Spectacle de « Compagnie Le Théâtre du Passeur » (33) vu le 22 juillet à 12h00 au Théâtre des Lucioles dans le cadre d’Avignon Off 2019. Du 05 au 28 juillet 2019.

 

Texte : L. Carson, J. Daum, A. Kelly, R. Nichols, B. Pollard, D. Williams

Mise en scène : Armand Eloi, David Eguren

Comédiens : Armand Eloi, David Eguren

Genre : Théâtre
Public : Tout public à partir de 10/15 ans

Durée : 1H25

 

C’est un spectacle sur des histoires de femmes, de mères. La vie pendant et après avoir donné… la vie. Il y a bien un « avant », et un « après ». On vit sa jeunesse à 100 à l’heure, on rit, on joue, et puis un jour « patatras », c’est l’amour, le vrai, celui qui laisse des traces, qui fait d’une gamine/ado, un être tellement différent.

Le décor est inexistant, sauf six bandes de tissus pendantes en fond de scène. Une femme accouche à grands cris, onomatopées, et gesticulations. C’est pour de faux, mais très réaliste. Après avoir vu un spectacle sur l’utérus, me voici devant cinq femmes qui évoquent de manière très vivante les joies et déboires de la naissance, puis de la vie de maman. On retiendra surtout les aspects plutôt contraignants, plus que la joie permanente d’être à l’origine de ces petites vies tellement dépendantes de la maman. L’illustration est complète, de la grossesse aux premiers pas de l’enfant. Pour un homme, c’est bien le moment de vraiment prendre conscience de la vie de sa compagne, dont nous ne sommes habituellement qu’observateurs. Pour les jeunes filles, ce sera un enseignement riche qu’elles n’oublieront sûrement pas. Quant aux femmes qui ont vécu cette période, elles en rient aujourd’hui dans cette salle de spectacle, à la fois grâce au jeu très habile des actrices, mais je sens qu’elles rient également de leurs propres souvenirs, tellement semblables à ce qui se passe en ce moment sur scène. Toutes les étapes de la vie de maman sont représentées avec humour, mais aussi avec une certaine distanciation dans la mise en scène et le jeu d’acteur, sans toutefois omettre les détails qui donnent la touche de réalisme, de vécu. Ce qui ressort de cette « épopée », de cette aventure digne de celles d’Indiana Jones, version domestique, c’est une force immense déployée par des êtres d’apparence si frêles. La force de la volonté, de la responsabilité, de toute l’énergie déployée pour parfois simplement faire avaler une cuillérée pour maman, puis une autre pour papa, puis encore une autre (si ça passe).
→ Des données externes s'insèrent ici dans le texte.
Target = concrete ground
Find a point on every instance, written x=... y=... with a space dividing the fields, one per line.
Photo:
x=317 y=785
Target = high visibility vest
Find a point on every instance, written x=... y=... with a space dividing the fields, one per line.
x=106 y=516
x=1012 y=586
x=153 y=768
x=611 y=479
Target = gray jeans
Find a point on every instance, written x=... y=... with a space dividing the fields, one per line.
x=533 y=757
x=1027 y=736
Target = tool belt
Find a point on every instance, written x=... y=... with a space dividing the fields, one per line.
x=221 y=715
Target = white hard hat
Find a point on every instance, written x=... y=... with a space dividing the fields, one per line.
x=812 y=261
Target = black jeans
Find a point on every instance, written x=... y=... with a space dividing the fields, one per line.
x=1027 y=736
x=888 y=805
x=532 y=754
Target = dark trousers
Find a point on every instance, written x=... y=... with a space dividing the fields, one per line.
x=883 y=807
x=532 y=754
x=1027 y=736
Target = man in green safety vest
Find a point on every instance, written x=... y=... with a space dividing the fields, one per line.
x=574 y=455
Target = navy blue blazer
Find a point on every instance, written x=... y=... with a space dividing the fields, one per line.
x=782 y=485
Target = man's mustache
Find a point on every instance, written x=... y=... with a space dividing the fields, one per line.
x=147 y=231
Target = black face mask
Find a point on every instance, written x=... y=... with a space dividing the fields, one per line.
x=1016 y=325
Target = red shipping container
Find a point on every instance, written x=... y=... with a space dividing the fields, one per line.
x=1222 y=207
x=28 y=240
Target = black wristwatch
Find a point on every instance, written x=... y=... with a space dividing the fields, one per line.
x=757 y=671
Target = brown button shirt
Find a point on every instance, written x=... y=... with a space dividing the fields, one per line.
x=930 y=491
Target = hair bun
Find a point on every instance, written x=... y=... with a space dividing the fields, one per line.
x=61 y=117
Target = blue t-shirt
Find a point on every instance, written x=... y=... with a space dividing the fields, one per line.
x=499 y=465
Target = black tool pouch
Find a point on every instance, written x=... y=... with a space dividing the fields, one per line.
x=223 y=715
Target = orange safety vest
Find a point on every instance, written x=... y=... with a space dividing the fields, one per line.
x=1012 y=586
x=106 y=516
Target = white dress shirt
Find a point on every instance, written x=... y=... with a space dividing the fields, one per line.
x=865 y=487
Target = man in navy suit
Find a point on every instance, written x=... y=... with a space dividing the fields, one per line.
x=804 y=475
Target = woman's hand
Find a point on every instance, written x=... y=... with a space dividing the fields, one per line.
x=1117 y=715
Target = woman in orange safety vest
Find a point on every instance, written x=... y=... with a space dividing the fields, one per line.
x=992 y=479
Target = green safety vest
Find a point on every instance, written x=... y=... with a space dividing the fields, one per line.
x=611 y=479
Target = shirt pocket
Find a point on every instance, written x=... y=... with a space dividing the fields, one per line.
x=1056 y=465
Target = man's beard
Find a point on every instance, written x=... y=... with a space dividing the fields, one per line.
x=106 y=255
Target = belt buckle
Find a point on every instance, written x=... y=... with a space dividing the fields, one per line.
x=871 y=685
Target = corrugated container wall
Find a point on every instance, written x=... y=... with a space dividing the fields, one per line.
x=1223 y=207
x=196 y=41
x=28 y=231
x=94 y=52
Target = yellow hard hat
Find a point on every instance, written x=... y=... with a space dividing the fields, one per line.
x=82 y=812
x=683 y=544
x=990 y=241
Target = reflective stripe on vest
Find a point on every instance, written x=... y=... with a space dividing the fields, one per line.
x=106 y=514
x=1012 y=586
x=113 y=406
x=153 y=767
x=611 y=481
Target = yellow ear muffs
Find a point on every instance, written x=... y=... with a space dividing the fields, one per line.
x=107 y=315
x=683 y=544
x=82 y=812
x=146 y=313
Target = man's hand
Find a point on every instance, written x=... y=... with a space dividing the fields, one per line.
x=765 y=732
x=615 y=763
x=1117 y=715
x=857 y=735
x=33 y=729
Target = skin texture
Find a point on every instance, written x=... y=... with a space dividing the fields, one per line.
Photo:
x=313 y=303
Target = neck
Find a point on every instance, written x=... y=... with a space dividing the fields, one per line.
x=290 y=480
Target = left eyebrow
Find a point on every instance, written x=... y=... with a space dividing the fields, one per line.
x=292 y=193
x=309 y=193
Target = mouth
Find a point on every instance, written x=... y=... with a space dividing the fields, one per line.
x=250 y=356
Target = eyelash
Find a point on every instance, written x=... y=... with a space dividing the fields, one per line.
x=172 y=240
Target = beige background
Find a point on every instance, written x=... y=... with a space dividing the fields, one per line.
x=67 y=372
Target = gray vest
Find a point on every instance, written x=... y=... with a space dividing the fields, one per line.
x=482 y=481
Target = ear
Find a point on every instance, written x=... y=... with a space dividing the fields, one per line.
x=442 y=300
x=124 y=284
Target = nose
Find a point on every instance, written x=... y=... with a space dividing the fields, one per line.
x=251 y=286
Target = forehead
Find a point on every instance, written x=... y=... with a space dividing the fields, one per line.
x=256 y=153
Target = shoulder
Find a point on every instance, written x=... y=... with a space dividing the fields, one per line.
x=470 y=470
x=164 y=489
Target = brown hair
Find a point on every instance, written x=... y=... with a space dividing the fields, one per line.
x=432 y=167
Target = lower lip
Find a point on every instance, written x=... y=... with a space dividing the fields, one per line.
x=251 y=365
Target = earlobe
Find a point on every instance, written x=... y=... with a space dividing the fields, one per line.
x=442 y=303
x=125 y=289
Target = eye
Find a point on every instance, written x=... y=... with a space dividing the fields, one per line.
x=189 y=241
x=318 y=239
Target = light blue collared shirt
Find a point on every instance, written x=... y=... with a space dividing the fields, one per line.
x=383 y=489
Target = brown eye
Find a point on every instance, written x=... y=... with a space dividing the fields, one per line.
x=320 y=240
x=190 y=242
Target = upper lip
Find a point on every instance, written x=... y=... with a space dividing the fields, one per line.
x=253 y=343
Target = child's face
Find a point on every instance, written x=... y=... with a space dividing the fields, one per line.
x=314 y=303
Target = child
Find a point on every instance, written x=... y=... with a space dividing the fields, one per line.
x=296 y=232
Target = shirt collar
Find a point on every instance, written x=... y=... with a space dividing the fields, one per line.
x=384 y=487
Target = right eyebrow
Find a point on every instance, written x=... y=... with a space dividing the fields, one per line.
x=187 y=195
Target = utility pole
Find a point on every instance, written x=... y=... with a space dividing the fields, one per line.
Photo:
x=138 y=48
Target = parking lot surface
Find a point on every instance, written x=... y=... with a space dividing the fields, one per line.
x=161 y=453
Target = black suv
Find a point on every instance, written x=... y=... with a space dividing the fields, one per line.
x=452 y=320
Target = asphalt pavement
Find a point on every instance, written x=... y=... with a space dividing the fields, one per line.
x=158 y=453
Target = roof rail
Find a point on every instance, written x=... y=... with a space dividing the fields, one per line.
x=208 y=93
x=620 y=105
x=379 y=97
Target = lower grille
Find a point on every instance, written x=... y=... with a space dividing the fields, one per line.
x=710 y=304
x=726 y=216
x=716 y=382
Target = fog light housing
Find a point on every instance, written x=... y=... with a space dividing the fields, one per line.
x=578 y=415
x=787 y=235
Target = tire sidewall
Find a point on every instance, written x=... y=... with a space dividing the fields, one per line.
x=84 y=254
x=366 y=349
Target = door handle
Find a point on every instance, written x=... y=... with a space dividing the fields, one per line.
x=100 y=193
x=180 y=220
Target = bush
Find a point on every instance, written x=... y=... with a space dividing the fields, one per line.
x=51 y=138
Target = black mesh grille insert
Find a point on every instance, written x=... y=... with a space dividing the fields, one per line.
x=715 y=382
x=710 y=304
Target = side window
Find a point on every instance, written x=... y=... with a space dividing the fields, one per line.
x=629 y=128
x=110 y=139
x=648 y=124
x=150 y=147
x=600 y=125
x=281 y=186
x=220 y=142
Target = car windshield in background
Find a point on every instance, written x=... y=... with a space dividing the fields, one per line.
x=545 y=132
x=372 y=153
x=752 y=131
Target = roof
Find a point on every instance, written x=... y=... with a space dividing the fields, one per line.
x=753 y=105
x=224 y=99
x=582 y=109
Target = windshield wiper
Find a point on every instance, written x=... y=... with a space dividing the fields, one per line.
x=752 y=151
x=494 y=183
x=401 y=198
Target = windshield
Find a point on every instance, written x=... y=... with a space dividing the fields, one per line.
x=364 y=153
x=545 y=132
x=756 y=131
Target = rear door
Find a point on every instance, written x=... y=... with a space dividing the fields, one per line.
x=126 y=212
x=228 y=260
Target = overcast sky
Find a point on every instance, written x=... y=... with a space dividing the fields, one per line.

Ce qu’on appelle la maison, ce n’est pas seulement celle qui nous protège des intempéries. Venez voir la vraie maison, celle d’où la vie s’envole, l’origine du monde, lovée au fond d’un tendre abdomen. Si vous pensiez tout savoir sur la vie familiale, vous en apprendrez dix fois plus, dans une ambiance dynamique, quelques chansons, cinq fées qui virevoltent et transforment par magie, un quotidien tellement ordinaire, en grands évènements tellement ordinaires.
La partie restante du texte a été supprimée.